Thanks to HSC donors, Canadians have never had more opportunities to take part in clinical trials for potential HD treatments.
Donor support allowed for the creation of the Clinical Trials Consortium which first convened in 2015. Since then this group has worked together to connect clinicians, share best practices and maximize the opportunities for people affected by HD to participate in clinical trials.
HSC donors helped to lay the groundwork for these trials to take place and that will only prove more beneficial in the future as more trials become available.
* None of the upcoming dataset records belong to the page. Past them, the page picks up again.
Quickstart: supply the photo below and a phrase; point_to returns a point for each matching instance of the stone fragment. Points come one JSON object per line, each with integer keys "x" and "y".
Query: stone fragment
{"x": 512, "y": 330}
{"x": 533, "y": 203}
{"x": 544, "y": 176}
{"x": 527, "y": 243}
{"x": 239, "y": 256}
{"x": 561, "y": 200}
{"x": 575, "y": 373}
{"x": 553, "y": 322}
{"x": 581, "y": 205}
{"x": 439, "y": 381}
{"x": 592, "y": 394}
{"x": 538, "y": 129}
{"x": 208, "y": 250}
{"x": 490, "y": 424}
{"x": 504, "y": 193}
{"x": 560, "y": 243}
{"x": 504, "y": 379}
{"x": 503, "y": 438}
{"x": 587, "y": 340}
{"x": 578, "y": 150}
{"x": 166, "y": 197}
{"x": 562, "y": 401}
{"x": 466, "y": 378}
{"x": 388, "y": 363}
RG6042 (formerly known as IONIS-HTTrx)
The initial Phase I/IIa RG6042 trial has completed. That study demonstrated that the drug was initially safe and that higher doses reduced the huntingtin protein by 40 to 60 per cent. The next step is to run a trial that answers several key questions: What are the effects of lowering huntingtin over a longer period of time? Do any unexpected safety concerns emerge? And, of course, does sustained treatment slow or stop the progression of HD? The Canadian HD Community has been leading the charge. Canadians are a part of this clinical trial helping us all to get to this important point in our history.
Dr. Mark Guttman described in his Symposium presentation in October that two more potential HD treatments have reached the point of clinical trials, and his Toronto clinic is the first in the world to be testing them. The first doses have already been given to courageous trail blazers in Toronto! There’s a long list of criteria they need to meet to be eligible, however. They have to be in the early stages of HD, under the age of 65, and otherwise in good health. They have to live within a 90-minute drive of the clinic, and they have to have one or both SNPs in the right location.